Neun Jahre nach seinem 113. und letzten Länderspiel für das DFB-Team blickt Philipp Lahm gespannt auf die anstehende Fußball-Europameisterschaft, die im Juni 2024 in Deutschland stattfinden wird. Als Turnierdirektor der EURO 2024 hat der Kapitän der Weltmeistermannschaft von 2014 ein Interesse daran, dass das deutsche Team, nachdem zuletzt bei zwei Weltmeisterschaften in Folge bereits in der Vorrunde Schluss war, ein erfolgreiches Heimturnier bestreitet.

Angesichts der zuletzt schwachen Ergebnisse in den Testspielen gegen die Ukraine, Polen und Kolumbien stellt sich Lahm allerdings Fragen, die mit den Führungsqualitäten der aktuellen Spieler zu tun haben. "Ich weiß nicht, wer aktuell die Verantwortung trägt. Wer ist das Gesicht der Mannschaft? Wer gehört zum Kern?", fragt er bei einem Exklusivinterview mit der DW und zieht den Vergleich zu früheren, erfolgreicheren Zeiten, als die Rollen noch klar verteilt waren. "Jede erfolgreiche deutsche Mannschaft hatte einen Kern, der jetzt noch geformt werden muss. Es ist noch genug Zeit", meint Lahm.

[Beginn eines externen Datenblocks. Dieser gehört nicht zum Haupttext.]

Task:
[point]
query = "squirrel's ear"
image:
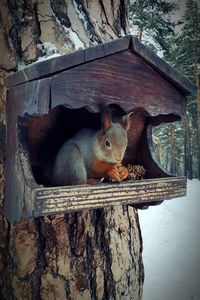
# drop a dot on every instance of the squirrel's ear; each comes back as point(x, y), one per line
point(126, 122)
point(106, 118)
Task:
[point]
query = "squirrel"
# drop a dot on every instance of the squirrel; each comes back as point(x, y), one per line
point(93, 153)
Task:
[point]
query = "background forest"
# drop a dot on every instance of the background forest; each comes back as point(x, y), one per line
point(177, 40)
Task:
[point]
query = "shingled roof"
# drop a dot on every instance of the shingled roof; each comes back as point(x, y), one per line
point(58, 64)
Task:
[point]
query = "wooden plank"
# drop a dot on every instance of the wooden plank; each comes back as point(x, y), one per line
point(75, 198)
point(122, 78)
point(174, 76)
point(54, 65)
point(21, 100)
point(60, 63)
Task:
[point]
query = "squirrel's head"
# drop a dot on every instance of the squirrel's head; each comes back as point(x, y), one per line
point(112, 138)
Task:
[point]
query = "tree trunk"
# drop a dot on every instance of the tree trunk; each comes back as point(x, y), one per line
point(84, 255)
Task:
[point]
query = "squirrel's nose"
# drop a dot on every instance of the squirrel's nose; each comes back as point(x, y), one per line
point(118, 162)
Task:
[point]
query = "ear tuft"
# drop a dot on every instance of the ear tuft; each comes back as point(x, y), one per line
point(106, 118)
point(126, 121)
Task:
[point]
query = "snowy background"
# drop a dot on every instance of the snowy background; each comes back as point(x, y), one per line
point(171, 247)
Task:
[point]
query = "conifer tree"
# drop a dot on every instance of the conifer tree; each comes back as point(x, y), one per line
point(185, 56)
point(151, 22)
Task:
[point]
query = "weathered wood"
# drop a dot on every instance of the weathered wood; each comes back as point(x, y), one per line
point(58, 64)
point(75, 198)
point(16, 203)
point(121, 78)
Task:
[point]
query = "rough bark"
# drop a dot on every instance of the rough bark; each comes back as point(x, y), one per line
point(85, 255)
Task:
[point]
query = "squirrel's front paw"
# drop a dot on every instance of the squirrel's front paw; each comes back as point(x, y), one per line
point(114, 174)
point(123, 172)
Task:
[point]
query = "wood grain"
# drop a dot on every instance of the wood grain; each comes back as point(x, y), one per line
point(74, 198)
point(122, 78)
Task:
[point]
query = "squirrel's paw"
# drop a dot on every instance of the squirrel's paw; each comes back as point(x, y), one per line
point(123, 172)
point(114, 174)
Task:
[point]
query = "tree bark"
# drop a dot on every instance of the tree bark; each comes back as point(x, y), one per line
point(84, 255)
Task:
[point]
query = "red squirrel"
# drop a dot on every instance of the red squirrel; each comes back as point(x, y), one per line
point(93, 153)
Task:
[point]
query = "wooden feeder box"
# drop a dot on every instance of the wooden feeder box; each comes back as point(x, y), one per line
point(49, 101)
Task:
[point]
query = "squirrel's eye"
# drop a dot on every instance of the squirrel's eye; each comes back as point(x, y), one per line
point(108, 144)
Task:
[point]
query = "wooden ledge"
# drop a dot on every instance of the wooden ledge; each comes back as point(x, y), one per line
point(74, 198)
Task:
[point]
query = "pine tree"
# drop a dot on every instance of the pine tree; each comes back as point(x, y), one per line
point(185, 56)
point(151, 22)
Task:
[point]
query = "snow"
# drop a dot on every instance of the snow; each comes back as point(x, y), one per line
point(171, 247)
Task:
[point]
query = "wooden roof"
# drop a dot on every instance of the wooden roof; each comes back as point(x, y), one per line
point(55, 65)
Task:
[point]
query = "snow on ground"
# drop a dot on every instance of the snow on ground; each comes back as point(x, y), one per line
point(171, 241)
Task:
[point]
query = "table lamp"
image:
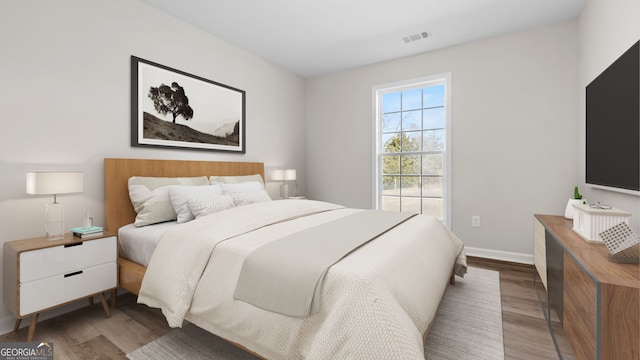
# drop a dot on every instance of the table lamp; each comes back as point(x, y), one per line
point(54, 183)
point(283, 175)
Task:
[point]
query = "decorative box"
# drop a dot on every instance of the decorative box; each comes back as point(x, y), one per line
point(623, 244)
point(589, 222)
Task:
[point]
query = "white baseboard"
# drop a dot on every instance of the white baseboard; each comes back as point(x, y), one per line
point(500, 255)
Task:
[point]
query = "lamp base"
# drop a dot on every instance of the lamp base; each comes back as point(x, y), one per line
point(54, 221)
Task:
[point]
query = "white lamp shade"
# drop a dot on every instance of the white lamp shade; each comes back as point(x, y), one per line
point(282, 175)
point(290, 174)
point(53, 183)
point(277, 175)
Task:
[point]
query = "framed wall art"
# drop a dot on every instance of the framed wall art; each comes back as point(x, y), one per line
point(173, 109)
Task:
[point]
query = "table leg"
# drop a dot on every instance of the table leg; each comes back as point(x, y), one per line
point(32, 327)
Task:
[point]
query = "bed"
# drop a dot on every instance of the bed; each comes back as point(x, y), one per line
point(378, 302)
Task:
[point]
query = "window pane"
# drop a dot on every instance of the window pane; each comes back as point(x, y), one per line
point(391, 203)
point(391, 165)
point(412, 141)
point(410, 185)
point(433, 118)
point(432, 207)
point(391, 122)
point(390, 102)
point(433, 140)
point(410, 164)
point(413, 149)
point(391, 185)
point(432, 164)
point(432, 187)
point(391, 142)
point(433, 96)
point(412, 99)
point(411, 204)
point(411, 120)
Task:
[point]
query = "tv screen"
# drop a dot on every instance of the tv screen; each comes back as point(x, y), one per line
point(613, 125)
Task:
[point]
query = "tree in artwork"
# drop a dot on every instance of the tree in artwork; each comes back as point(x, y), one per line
point(171, 100)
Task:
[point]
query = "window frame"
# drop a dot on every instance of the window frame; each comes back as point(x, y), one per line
point(416, 83)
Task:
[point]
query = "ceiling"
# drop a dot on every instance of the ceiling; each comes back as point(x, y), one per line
point(312, 38)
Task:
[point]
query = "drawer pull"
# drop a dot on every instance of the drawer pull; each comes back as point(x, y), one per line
point(74, 244)
point(73, 273)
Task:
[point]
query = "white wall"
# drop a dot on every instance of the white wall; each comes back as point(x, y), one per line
point(65, 99)
point(607, 30)
point(515, 114)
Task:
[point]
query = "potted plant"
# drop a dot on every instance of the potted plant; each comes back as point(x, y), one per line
point(569, 211)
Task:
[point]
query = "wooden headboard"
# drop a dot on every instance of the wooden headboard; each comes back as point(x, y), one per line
point(118, 210)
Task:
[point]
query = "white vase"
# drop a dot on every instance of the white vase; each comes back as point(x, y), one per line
point(569, 211)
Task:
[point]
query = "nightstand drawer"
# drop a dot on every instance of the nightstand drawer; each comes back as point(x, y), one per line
point(55, 290)
point(42, 263)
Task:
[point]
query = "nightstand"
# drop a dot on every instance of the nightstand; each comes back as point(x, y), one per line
point(41, 275)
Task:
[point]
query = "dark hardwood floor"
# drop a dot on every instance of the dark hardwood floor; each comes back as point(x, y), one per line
point(87, 333)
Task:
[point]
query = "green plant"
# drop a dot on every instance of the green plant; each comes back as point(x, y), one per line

Kern der Mannschaft formen

Allerdings sind die Gelegenheiten knapp, bei denen Bundestrainer Hansi Flick vor der EM noch Spieler und Formationen testen und die das Team nutzen kann, um sich einzuspielen. Zudem steht Flick selbst unter Erfolgsdruck. Die anstehenden Spiele gegen Japan und Frankreich könnten auch über seine Zukunft entscheiden. "Die anstehenden Länderspielpausen müssen jetzt genutzt werden, um den Kern und das Gesicht dieser Mannschaft zu formen", fordert Lahm gegenüber der DW. "Ich glaube, das ist wichtig - auch innerhalb einer Mannschaft. Wer hat die Führung? Das muss ich herauskristallisieren."

Vor der letzten Länderspielpause hatte Flick davon gesprochen, dass man die Fans "mitreißen" und vor dem Turnier 2024 auf seine Seite ziehen müsse. Doch im Anschluss konnte die Mannschaft in drei Spielen nicht begeistern. Nach Lahms Meinung bedarf es drastischer Veränderungen. Er geht sogar so weit, dass er meint, Deutschland müsse an den Grundlagen arbeiten.

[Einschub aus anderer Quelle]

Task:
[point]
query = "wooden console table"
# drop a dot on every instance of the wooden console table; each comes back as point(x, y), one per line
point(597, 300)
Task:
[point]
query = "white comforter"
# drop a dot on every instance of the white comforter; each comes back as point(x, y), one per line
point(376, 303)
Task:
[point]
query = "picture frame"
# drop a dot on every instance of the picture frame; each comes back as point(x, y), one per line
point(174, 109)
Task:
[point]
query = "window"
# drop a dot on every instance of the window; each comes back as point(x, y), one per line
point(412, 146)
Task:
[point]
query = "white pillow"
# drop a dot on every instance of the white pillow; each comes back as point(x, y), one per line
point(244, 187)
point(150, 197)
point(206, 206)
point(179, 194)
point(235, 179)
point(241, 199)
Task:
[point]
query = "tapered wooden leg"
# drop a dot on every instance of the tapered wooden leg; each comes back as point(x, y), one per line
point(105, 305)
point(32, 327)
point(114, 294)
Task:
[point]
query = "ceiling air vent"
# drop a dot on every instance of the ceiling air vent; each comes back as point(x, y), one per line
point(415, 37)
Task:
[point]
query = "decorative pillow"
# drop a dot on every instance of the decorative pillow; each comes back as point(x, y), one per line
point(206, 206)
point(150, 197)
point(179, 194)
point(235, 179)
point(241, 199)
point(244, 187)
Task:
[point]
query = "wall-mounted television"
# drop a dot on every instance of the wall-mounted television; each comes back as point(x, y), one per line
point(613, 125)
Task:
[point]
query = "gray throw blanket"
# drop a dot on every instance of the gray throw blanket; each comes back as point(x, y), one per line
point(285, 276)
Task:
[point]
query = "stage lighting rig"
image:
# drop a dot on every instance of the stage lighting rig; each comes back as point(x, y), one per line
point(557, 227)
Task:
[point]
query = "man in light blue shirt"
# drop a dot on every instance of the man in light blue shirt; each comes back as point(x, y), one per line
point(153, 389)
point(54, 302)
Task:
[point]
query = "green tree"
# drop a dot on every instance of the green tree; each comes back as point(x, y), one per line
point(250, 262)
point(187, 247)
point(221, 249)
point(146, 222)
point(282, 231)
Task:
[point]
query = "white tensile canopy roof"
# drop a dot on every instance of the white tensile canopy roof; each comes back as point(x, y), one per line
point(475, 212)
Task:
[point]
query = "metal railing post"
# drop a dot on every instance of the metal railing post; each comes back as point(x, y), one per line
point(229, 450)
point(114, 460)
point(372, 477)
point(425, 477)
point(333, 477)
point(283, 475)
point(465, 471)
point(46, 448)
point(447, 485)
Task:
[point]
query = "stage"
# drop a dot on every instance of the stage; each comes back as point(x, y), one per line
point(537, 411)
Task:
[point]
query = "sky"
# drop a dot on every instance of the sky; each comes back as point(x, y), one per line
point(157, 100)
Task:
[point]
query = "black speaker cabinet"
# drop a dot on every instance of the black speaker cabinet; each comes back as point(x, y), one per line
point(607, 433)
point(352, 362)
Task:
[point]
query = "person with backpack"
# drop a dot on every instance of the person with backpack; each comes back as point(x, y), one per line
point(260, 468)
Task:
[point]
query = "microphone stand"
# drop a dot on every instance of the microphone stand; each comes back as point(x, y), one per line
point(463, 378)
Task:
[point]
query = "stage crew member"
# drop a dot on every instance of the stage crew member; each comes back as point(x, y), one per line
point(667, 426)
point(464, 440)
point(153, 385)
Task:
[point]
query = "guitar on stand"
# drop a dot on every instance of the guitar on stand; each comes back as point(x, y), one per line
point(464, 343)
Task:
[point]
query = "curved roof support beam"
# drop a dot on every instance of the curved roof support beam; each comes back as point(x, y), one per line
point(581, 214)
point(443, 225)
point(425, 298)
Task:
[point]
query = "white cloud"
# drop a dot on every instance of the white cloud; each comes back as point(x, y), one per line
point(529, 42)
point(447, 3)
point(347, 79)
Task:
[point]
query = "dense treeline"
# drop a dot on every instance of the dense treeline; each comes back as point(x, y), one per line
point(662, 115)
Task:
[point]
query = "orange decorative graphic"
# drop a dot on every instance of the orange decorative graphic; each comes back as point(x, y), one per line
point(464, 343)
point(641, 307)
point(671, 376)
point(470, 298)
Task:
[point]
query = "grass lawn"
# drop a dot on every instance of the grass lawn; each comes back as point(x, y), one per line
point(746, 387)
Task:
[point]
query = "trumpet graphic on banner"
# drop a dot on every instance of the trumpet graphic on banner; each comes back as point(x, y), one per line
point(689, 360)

Bundestrainer Hansi Flick gestikuliert und ruft vor der Bank
Unter Druck: Bundestrainer Hansi Flick braucht gute Ergebnisse und möchte die Fans wieder mitreißenBild: Laci Perenyi/IMAGO

"Ich denke, was in den letzten Jahren versäumt wurde, ist die Konzentration auf das Wesentliche, einfach auf den Fußball", sagte der 39-Jährige in den Räumen seiner Stiftung in München. "Wir haben uns auf alle möglichen Dinge rund um das Spiel konzentriert, aber nicht auf das Wichtigste, worum es im Fußball geht. Wir haben uns ein bisschen verrannt und müssen jetzt aufholen."

Tatsächlich wurde im Vorfeld der WM in Katar mehr über die "One Love"-Binde von Kapitän Manuel Neuer und mögliche politische Statements zur Menschenrechtslage im Gastgeberland gesprochen, als über den Sport. Zuvor - noch unter der Führung von DFB-Sportdirektor Oliver Bierhoff - hatte es Kritik am DFB-Team gegeben, weil scheinbar Sponsorentermine wichtiger waren als Training, die "stakeholder", wie Bierhoff sie nannte, wichtiger als die eigenen Fans.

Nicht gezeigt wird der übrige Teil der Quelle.